On appeal, the court looked to decide whether DNR had followed the appropriate procedures in reversing its decision, determining that, in fact, DNR had not followed any of the processes in Wisconsin’s Administrative Procedures Act and could no longer change the decision and was beyond the authority of the Secretary of DNR.
DNR had decided to reverse the decision based on an interpretation of state law which did not allow the agency to add permit conditions or other restrictions unless state law allowed them. The court found the permit conditions (cap on animal units and requiring groundwater monitoring) allowed by the law. The Wisconsin legislature had expressly given DNR broad authority to protect the state’s waters and DNR could limit the number of animal units allowed and require groundwater monitoring. The court reversed the DNR decision.
The first thing to note is this is a district court opinion and the parties may decide to appeal, so the outcome may change down the road. Why should you care about a district court opinion out of Wisconsin? When agencies (such as Maryland Department of Agriculture or Maryland Department of the Environment) make a decision, in many cases the agencies must follow the state’s Administrative Procedures Act, which dictates how agencies make a decision after following a required process. Even when the agency appears to have made a mistake in applying a law, the agency will need to follow the process when reversing the decision.
The party impacted by the ruling (in this case, the dairy farmer) can also seek court review of an agency’s decisions.

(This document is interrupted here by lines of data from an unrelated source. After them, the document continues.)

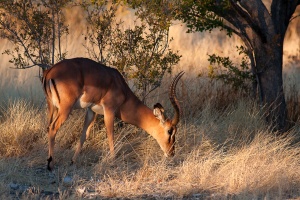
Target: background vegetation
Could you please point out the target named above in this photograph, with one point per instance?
(224, 150)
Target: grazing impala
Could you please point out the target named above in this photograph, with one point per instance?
(83, 83)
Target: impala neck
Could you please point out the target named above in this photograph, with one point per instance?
(138, 114)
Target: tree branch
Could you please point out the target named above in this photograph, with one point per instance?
(249, 12)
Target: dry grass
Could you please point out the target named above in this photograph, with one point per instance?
(224, 151)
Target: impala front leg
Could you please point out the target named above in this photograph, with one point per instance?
(109, 117)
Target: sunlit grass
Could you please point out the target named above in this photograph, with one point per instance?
(224, 150)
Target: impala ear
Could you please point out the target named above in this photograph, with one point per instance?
(158, 112)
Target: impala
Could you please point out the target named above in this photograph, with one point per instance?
(83, 83)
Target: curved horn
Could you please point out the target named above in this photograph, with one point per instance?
(173, 99)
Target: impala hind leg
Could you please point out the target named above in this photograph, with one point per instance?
(88, 123)
(109, 117)
(58, 120)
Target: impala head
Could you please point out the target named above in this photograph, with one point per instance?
(167, 127)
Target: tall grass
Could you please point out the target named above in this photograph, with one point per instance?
(224, 150)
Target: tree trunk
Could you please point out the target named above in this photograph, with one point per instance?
(269, 64)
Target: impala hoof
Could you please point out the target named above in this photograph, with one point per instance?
(50, 163)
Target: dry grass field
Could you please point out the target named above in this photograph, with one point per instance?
(224, 150)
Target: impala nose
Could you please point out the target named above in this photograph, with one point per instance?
(170, 154)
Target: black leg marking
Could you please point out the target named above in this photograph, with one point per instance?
(49, 161)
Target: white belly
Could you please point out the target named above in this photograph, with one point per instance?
(94, 107)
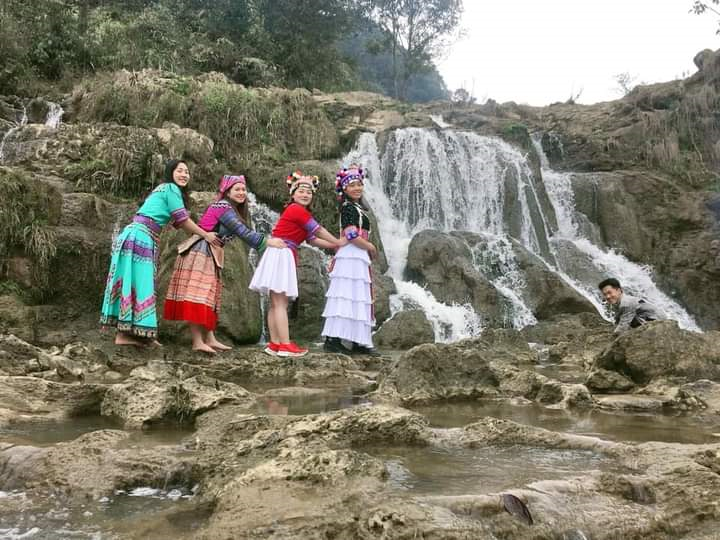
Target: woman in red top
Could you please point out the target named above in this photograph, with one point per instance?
(276, 273)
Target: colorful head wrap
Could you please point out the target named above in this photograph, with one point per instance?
(353, 173)
(297, 178)
(226, 182)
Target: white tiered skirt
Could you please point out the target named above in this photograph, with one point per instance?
(276, 272)
(348, 309)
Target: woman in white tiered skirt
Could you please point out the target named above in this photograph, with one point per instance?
(349, 313)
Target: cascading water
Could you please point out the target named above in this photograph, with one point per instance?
(636, 279)
(10, 133)
(450, 322)
(458, 181)
(54, 116)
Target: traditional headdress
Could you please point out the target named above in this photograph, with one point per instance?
(226, 182)
(353, 173)
(297, 178)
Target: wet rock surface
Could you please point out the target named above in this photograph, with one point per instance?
(405, 330)
(353, 470)
(663, 349)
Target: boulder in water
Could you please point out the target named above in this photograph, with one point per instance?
(405, 330)
(606, 382)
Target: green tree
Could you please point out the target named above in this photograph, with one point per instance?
(416, 31)
(702, 7)
(300, 38)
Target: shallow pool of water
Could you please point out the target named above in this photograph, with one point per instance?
(48, 433)
(614, 426)
(461, 471)
(168, 513)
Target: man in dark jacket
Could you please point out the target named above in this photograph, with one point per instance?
(630, 311)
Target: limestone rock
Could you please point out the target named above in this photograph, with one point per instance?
(661, 348)
(405, 330)
(143, 400)
(606, 382)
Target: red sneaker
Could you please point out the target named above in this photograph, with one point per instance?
(290, 349)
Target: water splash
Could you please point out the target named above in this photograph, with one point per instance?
(497, 262)
(439, 122)
(636, 278)
(455, 181)
(10, 133)
(54, 116)
(450, 322)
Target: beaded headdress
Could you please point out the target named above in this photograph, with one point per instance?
(353, 173)
(297, 178)
(226, 182)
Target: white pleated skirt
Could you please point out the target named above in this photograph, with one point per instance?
(348, 308)
(276, 272)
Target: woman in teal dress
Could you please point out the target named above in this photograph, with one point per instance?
(129, 301)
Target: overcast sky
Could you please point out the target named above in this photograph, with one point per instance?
(538, 52)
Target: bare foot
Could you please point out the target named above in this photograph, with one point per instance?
(201, 347)
(217, 345)
(127, 339)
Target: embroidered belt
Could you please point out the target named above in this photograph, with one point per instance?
(148, 222)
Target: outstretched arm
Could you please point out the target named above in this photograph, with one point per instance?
(191, 227)
(332, 242)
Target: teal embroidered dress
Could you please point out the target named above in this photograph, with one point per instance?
(129, 300)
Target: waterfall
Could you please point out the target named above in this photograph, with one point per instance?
(52, 120)
(450, 322)
(635, 278)
(10, 133)
(448, 180)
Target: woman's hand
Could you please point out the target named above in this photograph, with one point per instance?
(372, 251)
(276, 242)
(213, 239)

Once DNR had set the animal unit cap and determined the groundwater monitoring issue, the dairy farmer could seek court review of that final decision. We typically require final decisions before judicial review because until the agency’s decision is final, the agency can always change course. For example, if DNR had told the dairy farmer the animal unit cap would be 200 units, but had not issued the final permit, the dairy farmer could not challenge that decision in court until the final permit was issued. Allowing for court review of final agency decisions helps ensure agencies stay within the bounds of the law.
Keep all this in mind as you deal with government agencies. There is a process the agency must follow and limits on conditions and requirements the agency can place on you. If all else fails, you can always seek review in court once the agency’s decision is final.